Instruksi Dirjen Pajak: Sandera Minimal Satu Penunggak Sehari

Desy Setyowati
14 Juli 2017, 15:18
Ken pajak
ANTARA FOTO/Akbar Nugroho Gumay

Direktorat Jenderal Pajak bakal menggencarkan penyanderaan alias gizjeling untuk memaksa wajib pajak melunasi tunggakannya. Upaya tersebut dilakukan lantaran institusi harus mencari tambahan penerimaan pajak sebesar Rp 20 triliun.

Dirjen Pajak Ken Dwijugiasteadi menjelaskan, dirinya terpaksa mendorong pemeriksaan dan penagihan, termasuk menggencarkan gizjeling lantaran pemerintah dan DPR menyepakati penurunan target pajak dalam anggaran perubahan 2017 hanya sebesar Rp 30 triliun, dari usulan Rp 50 triliun. Maka itu, institusinya harus mencari tambahan Rp 20 triliun. 

Menurut Ken, dirinya sudah menginstruksikan 341 Kantor Pelayanan Pajak (KPP) atau seluruh KPP untuk melakukan gizjeling minimal satu penunggak pajak sehari. "Dalam rangka memenuhi target penerimaan yang sekarang ditambah Rp 20 triliun, mau tak mau, saya perintahkan semua KPP setiap hari harus ada satu yang disandera," kata dia saat konferensi pers di kantornya, Jakarta, Jumat (14/7).
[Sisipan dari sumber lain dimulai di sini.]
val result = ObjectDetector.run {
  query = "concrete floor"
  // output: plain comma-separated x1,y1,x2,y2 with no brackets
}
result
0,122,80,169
Dengan penambahan target Rp 20 triliun, maka target penerimaan dari pemeriksaan dan penagihan menjadi Rp 79,5 triliun tahun ini. Adapun sepanjang enam bulan pertama 2017, Ditjen Pajak sudah mengumpulkan sebesar Rp 28 triliun. Ini artinya, masih kurang Rp 51,5 triliun.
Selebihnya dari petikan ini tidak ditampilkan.